As an example, Steuerle cites what would need to happen if two common credits for children -- the child credit and the Earned Income Tax Credit -- were combined for simplicity's sake.
One credit is allowed for children up to the age of 16. The other applies to older children, possibly even through college age. Combining the two credits would require picking a common age. Depending on the age selected, either more families or fewer families would benefit.
And the amount of tax revenues collected would also change.

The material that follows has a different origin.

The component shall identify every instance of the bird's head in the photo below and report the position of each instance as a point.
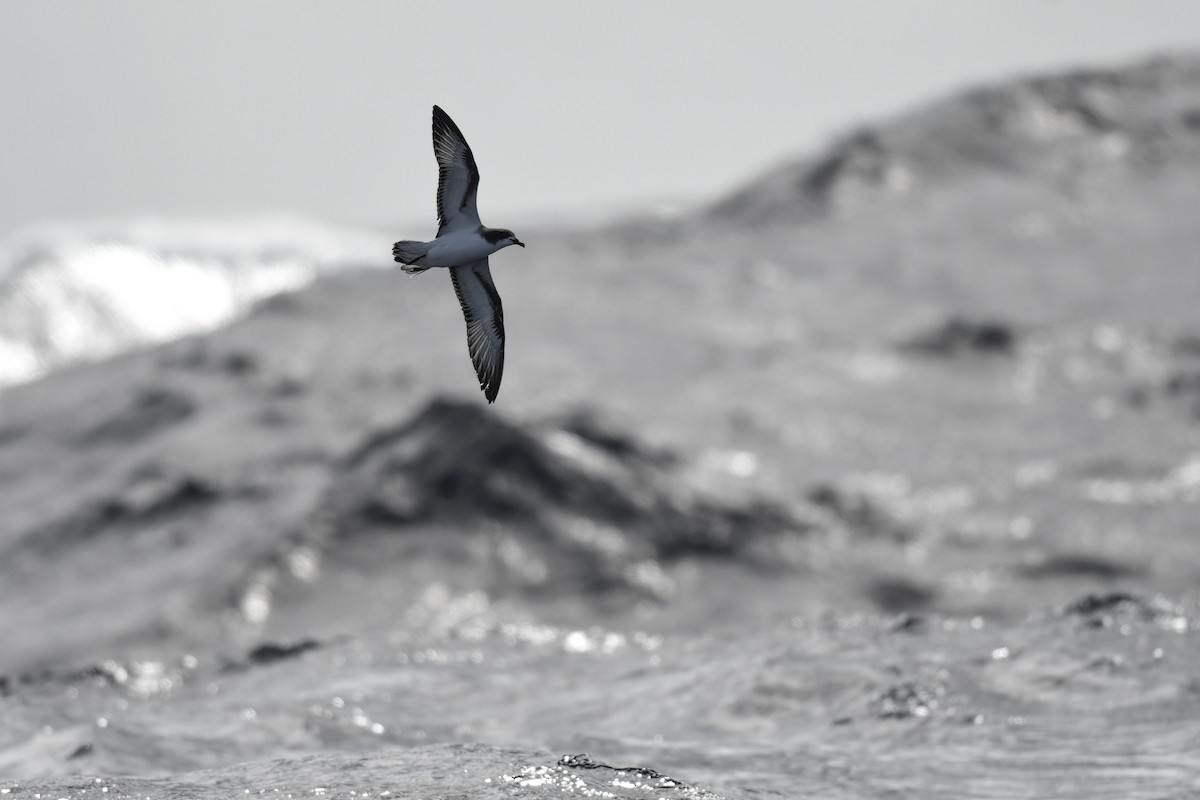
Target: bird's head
(501, 238)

If they decreased, Congress would theoretically have to raise taxes elsewhere to offset the decline to meet Bush's goal of revenue neutrality.
Similarly, there is broad agreement that the alternative minimum tax (AMT), a complex and parallel tax system intended to ensure that the richest Americans pay income tax, is unfairly hitting more middle-income taxpayers every year. But the AMT is expected to contribute an additional $20 billion in tax revenues this year. Abolishing it would mean that Congress would have to raise taxes someplace else (for more on the AMT dilemma, click here).
"I used to believe that you could slay the dragon and get one perfect tax code that everyone would embrace," said Timothy Kane, an economist at the conservative Heritage Foundation. "I've come to realize there will always be competing interests. We're stuck in this eternal battle."
Agreed Steuerle: "Any systemic reform identifies winners and losers The only way to keep everybody whole is the status quo."